I nodded, “Yes, he was sixty two when I was born and my mum was forty two.”
“Wow! That means he was nearly eighty.” Sam said in awe.
“I remember...” I sighed. “I remember my dad always let me come into his workshop and use his tools. He taught me how to make a toy boat, and a train. We always watched the cricket on TV together and the wrestling.”
“What else do you remember?” Sam had apparently taken on the role of counsellor. She was the oldest of five children while I was an ‘Only’.
“I remember my dad always bought me a book when he’d been to town. Gulliver’s Travels, Black Beauty, Tom Sawyer, Treasure Island... that sort of thing.” I smiled. “I guess that’s why I love books so much.”
I thought some more and then laughed. “When I was eight, we were having our Sunday school anniversary and I had a new dress and new shoes and white nylon socks with lace around the edge. My dad decided to help me get ready and ironed my socks to get the wrinkles out of them.”
“Ooops.”
I smiled. “Yep, holes burnt in both socks, so I wore my old ones.”

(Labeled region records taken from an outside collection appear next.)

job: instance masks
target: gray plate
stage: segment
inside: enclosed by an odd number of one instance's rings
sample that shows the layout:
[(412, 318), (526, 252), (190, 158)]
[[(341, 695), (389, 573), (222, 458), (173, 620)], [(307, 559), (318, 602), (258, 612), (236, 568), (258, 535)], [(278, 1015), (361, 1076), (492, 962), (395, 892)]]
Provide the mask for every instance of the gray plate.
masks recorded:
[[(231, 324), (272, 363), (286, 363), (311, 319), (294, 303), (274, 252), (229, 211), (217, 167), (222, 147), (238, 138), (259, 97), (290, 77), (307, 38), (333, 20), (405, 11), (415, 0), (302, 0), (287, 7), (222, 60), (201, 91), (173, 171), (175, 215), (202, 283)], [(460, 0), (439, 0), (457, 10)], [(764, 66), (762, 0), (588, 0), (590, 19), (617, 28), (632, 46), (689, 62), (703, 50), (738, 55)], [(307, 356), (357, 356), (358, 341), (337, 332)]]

I lay back in the grass and closed my eyes, trying to piece together what memories I could. A snatch here and there, but nothing about my early years.
“Dad even taught me how to do invisible writing with white soap. When the person wants to read it, all they have to do is sprinkle soot over the piece of paper. He tried to teach me Morse Code too, but I kept getting my dots and dashes mixed up”
Sam looked at me wide eyed. “Was he training you to be a spy?”
One thing Sam and I had in common was an active imagination.
“No, I think he’d been hoping for a boy instead of a girl.”
I shivered, the sun had almost set and the breeze was getting cold. “I think I’d better get home. Mum will be wondering where I am.”
I walked in the front door feeling more relaxed, but still thinking, If only I could remember more.